The NMA has long been a proponent of remote sensing for air quality standards, preferring it over the “test-everyone” approach embodied in the BAR90, ASM or I/M-240 tests where all motorists must drive their vehicle to the testing station.
Remote sensing offers all of the advantages and none of the drawbacks of centralized, drive-in tests.
The fact is that one out of every ten vehicles is responsible for the same amount of pollution as the other nine combined. This pattern of “gross emitters” is consistent regardless of what form of testing program is in place.
- are vehicles that can be 1 year old or 15 years old. Age isn’t always a factor.
- are poorly tuned and have emission control systems that are defective or have been tampered with.
- have poor performance and fuel economy, but otherwise appear like any other vehicle.
- produce an even greater share of pollutants if they are high-use vehicles (taxis, delivery trucks, etc.)
How do we identify gross emitters now? Most localities where emissions testing is required use some form of I/M (inspection and maintenance) drive-in test on a regular basis. However, there is a lot of room for improvement, and remote sensing provides the answer.
How does a remote sensing system work?
Remote sensing was developed by Dr. Robert Stedman at the University of Denver, Colorado. This system uses one basic principle: certain gases absorb infrared light at different rates. By placing an infrared (IR) light transmitter on one side of the road and aiming its beam into an IR receiver on the other side, when a vehicle drives through the beam, the computer compares the wavelength of the light after it passed through the exhaust plume to the wavelength of the normal IR light. It then calculates the percentage of hydrocarbons (HC), oxides of nitrogen (NOx), carbon dioxide (CO2) and carbon monoxide (CO). If, and only if, your vehicle is over the maximum limits, a camera records your license plate number and the state is notified. (Enforcement actions or penalties depend on state laws.)
Remote sensing devices are being sold or rented commercially now. The average price of a stationary setup is over $90,000, which includes training. If a mobile remote sensing station is desired, the cost is over $140,000. Expensive? You bet. But it’s far cheaper than constructing a slew of drive-in “test-everyone” stations.
Remote sensing system diagram
Specifications of the GM/Hughes RES-100 “Smog Dog”
Operation: System automatically triggers, acquires and records emissions data.
Calibration: Push-button, used twice a day. Gas bottle normally will last one year.
Discrimination: Carbon Monoxide (CO), Carbon Dioxide (CO2), and Hydrocarbons (HC).
Temp. Range: -45° to +125° F.
Sensitivity: 100 parts per million, <0.01%.
Setup time: 15 minutes.
Power: 110 VAC.
Max. test rate: 3,600 vehicles per hour.
Data storage: Hard disk, floppy disk and magnetic tape.

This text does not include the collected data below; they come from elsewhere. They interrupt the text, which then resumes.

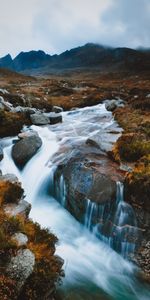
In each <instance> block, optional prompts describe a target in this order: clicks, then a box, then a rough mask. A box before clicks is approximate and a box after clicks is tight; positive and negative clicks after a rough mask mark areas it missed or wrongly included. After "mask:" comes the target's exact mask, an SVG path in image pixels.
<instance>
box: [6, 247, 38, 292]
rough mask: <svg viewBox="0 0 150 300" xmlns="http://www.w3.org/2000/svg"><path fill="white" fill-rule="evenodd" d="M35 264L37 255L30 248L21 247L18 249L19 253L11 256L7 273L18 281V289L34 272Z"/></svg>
mask: <svg viewBox="0 0 150 300" xmlns="http://www.w3.org/2000/svg"><path fill="white" fill-rule="evenodd" d="M34 265H35V255H34V254H33V252H31V251H30V250H29V249H20V250H18V251H17V255H16V256H14V257H12V258H11V261H10V263H9V264H8V267H7V274H8V275H9V276H10V278H12V279H14V280H16V281H17V288H18V290H20V289H21V287H22V286H23V285H24V284H25V282H26V280H27V278H28V277H29V276H30V275H31V274H32V272H33V268H34Z"/></svg>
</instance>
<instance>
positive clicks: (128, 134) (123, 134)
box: [117, 134, 150, 162]
mask: <svg viewBox="0 0 150 300" xmlns="http://www.w3.org/2000/svg"><path fill="white" fill-rule="evenodd" d="M117 150H118V153H119V156H120V158H121V160H123V161H127V162H136V161H137V160H139V159H140V158H141V157H143V156H145V155H148V154H149V153H150V143H149V141H147V140H145V139H144V137H143V136H142V135H137V134H123V135H122V136H121V137H120V138H119V139H118V141H117Z"/></svg>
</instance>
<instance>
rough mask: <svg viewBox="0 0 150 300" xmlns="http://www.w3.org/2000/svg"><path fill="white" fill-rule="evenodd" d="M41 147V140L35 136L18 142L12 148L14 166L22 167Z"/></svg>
mask: <svg viewBox="0 0 150 300" xmlns="http://www.w3.org/2000/svg"><path fill="white" fill-rule="evenodd" d="M41 146H42V140H41V138H40V137H39V136H38V135H37V134H35V135H31V136H28V137H26V138H23V139H21V140H19V141H18V142H17V143H16V144H15V145H14V146H13V148H12V157H13V159H14V161H15V163H16V165H17V166H19V167H23V166H24V165H25V164H26V163H27V162H28V161H29V160H30V159H31V158H32V156H33V155H35V154H36V153H37V151H38V150H39V148H40V147H41Z"/></svg>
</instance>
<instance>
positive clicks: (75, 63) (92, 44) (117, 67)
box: [0, 43, 150, 74]
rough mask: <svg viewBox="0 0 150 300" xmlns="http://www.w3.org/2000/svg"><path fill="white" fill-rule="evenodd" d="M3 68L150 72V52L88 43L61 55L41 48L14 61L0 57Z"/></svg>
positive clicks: (19, 69) (34, 70)
mask: <svg viewBox="0 0 150 300" xmlns="http://www.w3.org/2000/svg"><path fill="white" fill-rule="evenodd" d="M0 67H7V68H9V69H13V70H15V71H18V72H23V73H27V74H31V73H32V74H34V73H36V72H39V73H41V74H45V73H48V72H55V71H65V70H75V69H89V68H90V69H91V68H92V69H93V68H94V69H97V70H99V71H101V72H108V71H111V72H118V71H119V72H120V71H125V72H127V71H129V72H140V71H150V51H149V49H147V50H145V51H143V50H142V49H141V50H133V49H130V48H111V47H105V46H101V45H97V44H91V43H89V44H86V45H84V46H81V47H77V48H74V49H71V50H69V51H68V50H67V51H65V52H63V53H61V54H60V55H52V56H51V55H49V54H46V53H45V52H44V51H41V50H39V51H29V52H21V53H20V54H19V55H17V56H16V57H15V59H14V60H12V58H11V56H10V55H7V56H5V57H3V58H1V59H0Z"/></svg>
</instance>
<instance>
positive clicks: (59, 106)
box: [52, 106, 63, 114]
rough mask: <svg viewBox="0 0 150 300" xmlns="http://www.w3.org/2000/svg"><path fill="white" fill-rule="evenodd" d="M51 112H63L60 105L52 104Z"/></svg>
mask: <svg viewBox="0 0 150 300" xmlns="http://www.w3.org/2000/svg"><path fill="white" fill-rule="evenodd" d="M52 112H54V113H57V114H58V113H61V112H63V108H62V107H60V106H53V108H52Z"/></svg>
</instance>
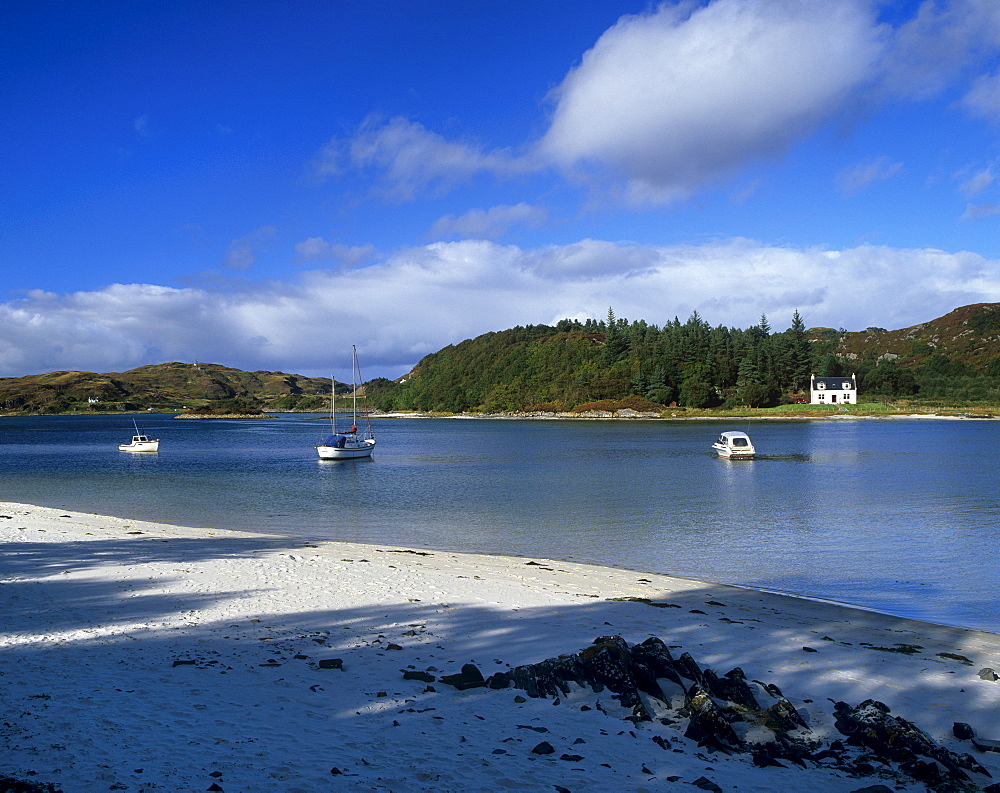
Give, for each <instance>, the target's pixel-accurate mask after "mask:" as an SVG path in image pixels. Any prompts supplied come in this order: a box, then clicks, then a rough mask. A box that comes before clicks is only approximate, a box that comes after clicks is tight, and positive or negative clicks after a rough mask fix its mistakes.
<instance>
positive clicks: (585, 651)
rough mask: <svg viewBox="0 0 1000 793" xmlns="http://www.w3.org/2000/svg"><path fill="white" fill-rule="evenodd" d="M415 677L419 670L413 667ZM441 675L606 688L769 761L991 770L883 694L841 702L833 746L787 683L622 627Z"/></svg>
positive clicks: (493, 680) (527, 682) (962, 736)
mask: <svg viewBox="0 0 1000 793" xmlns="http://www.w3.org/2000/svg"><path fill="white" fill-rule="evenodd" d="M411 679H415V678H413V677H412V675H411ZM439 682H441V683H445V684H448V685H452V686H454V687H455V688H458V689H459V690H466V689H469V688H483V687H486V688H489V689H494V690H500V689H508V688H516V689H519V690H521V691H524V692H525V693H526V694H527V695H528V696H529V697H534V698H556V701H557V704H558V702H559V700H560V698H563V697H566V696H568V695H569V694H571V693H572V692H573V691H574V689H576V690H579V689H580V688H581V687H582V688H587V689H590V690H591V691H593V692H596V693H598V694H600V693H603V692H608V693H609V694H610V696H611V697H612V698H613V699H615V700H616V701H617V702H618V704H619V705H621V707H622V708H624V709H625V710H626V711H627V712H628V713H629V715H627V716H625V718H627V719H629V720H630V721H633V722H634V723H635V724H636V725H640V724H643V723H648V724H649V726H650V729H656V728H657V726H658V725H665V726H671V727H672V728H676V729H680V730H681V731H682V732H683V735H684V737H685V738H687V739H689V740H691V741H694V742H695V743H696V744H697V745H698V746H699V747H702V748H704V749H707V750H709V751H716V752H722V753H725V754H745V755H748V757H749V759H750V760H752V762H753V763H754V765H757V766H760V767H765V766H788V765H798V766H801V767H805V768H808V767H817V766H822V767H826V768H837V769H840V770H843V771H845V772H846V773H848V774H850V775H851V776H857V777H864V776H871V775H874V774H876V773H877V774H879V775H880V776H881V777H883V778H891V777H896V778H897V779H899V780H916V781H918V782H921V783H923V784H924V785H926V786H927V788H928V789H930V790H933V791H939V793H958V792H959V791H962V792H964V791H977V790H981V789H983V788H981V787H980V784H981V783H982V782H983V780H988V779H989V776H990V775H989V773H988V772H987V771H986V769H984V768H983V767H982V766H981V765H980V764H979V763H978V762H977V761H976V760H975V758H974V757H972V755H970V754H958V753H955V752H952V751H950V750H948V749H946V748H944V747H943V746H941V745H939V744H937V743H936V742H935V741H934V740H933V739H931V738H930V737H929V736H928V735H927V734H926V733H924V732H923V731H921V730H920V729H919V728H918V727H916V726H915V725H913V724H911V723H910V722H908V721H906V720H905V719H902V718H899V717H898V716H893V715H892V714H891V713H890V710H889V708H888V707H887V706H886V705H884V704H883V703H881V702H877V701H875V700H866V701H865V702H862V703H861V704H860V705H858V706H857V707H856V708H855V707H851V706H850V705H848V704H846V703H844V702H838V703H836V704H835V705H834V712H833V716H834V723H835V726H836V728H837V730H839V731H840V732H841V733H842V734H843V735H844V736H845V740H843V741H841V740H835V741H832V742H830V743H829V744H828V745H825V746H824V742H823V741H821V740H819V739H818V738H817V736H816V734H815V733H814V732H813V731H812V730H811V729H810V726H809V723H808V721H807V720H806V718H805V717H804V716H803V714H802V713H801V712H800V711H799V710H797V709H796V708H795V707H794V706H793V705H792V703H791V702H789V701H788V700H787V699H786V698H785V697H784V696H783V695H782V693H781V691H780V690H779V689H778V687H777V686H775V685H773V684H768V683H762V682H760V681H757V680H754V681H748V680H747V678H746V675H745V674H744V673H743V671H742V670H741V669H739V668H735V669H731V670H730V671H728V672H726V673H725V674H722V675H720V674H718V673H716V672H715V671H713V670H712V669H708V668H705V669H703V668H701V667H700V666H699V665H698V663H697V662H696V661H695V659H694V658H692V657H691V655H689V654H688V653H683V654H681V655H680V656H679V657H677V658H675V657H674V656H673V654H672V653H671V652H670V650H669V648H668V647H667V646H666V645H665V644H664V643H663V642H662V641H661V640H660V639H658V638H656V637H650V638H649V639H646V640H645V641H644V642H642V643H640V644H636V645H633V646H631V647H630V646H629V645H628V644H627V643H626V642H625V640H624V639H622V638H621V637H620V636H603V637H600V638H598V639H596V640H595V641H594V644H592V645H591V646H590V647H587V648H585V649H583V650H581V651H580V652H579V653H575V654H573V655H561V656H558V657H556V658H549V659H547V660H544V661H541V662H539V663H536V664H526V665H524V666H518V667H514V668H512V669H508V670H506V671H502V672H497V673H495V674H493V675H490V676H489V677H488V678H484V677H483V675H482V674H481V672H480V671H479V669H478V668H477V667H476V666H475V664H465V665H464V666H463V667H462V670H461V672H459V673H457V674H454V675H447V676H444V677H441V678H439ZM598 707H600V705H598ZM678 725H679V726H678ZM955 735H956V737H961V738H962V739H971V741H972V745H973V746H974V747H975V748H976V749H977V750H978V751H992V747H991V744H992V743H994V742H992V741H986V740H983V739H976V738H975V736H974V734H973V732H972V729H971V728H970V727H968V725H964V724H956V725H955ZM673 740H676V739H673ZM653 742H654V743H655V744H657V745H659V746H660V747H661V748H664V749H667V748H669V747H670V745H671V744H670V743H669V741H668V740H666V739H664V738H662V737H661V736H659V735H657V736H654V737H653ZM997 745H998V747H1000V742H998V743H997ZM992 788H993V786H990V787H988V788H986V789H988V790H992Z"/></svg>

Violator data storage: Video image of rear license plate, with CO, CO2, HC, time/date and sample number superimposed on image.
Operational features: Transmitter-to-receiver separation of up to 40 feet for camoflaged or hidden operation. Remote console with 100 foot cable.
Other information: The infrared source is eye-safe. Emissions violation threshold is variable. Print-outs available for a variety of information.
COMPARISON OF REMOTE SENSING VS. I/M
Remote Sensing — less than 50 cents per car. | I/M — greater than $10 per car.
Remote Sensing — 3600 cars per hour. | I/M — 10 cars per hour.
Remote Sensing — better than 10%. | I/M — better than 10%.
Remote Sensing — unobtrusive, on-road test. | I/M — everyone must make special trip.
Remote Sensing — no way to cheat. | I/M — advance notice helps cheating.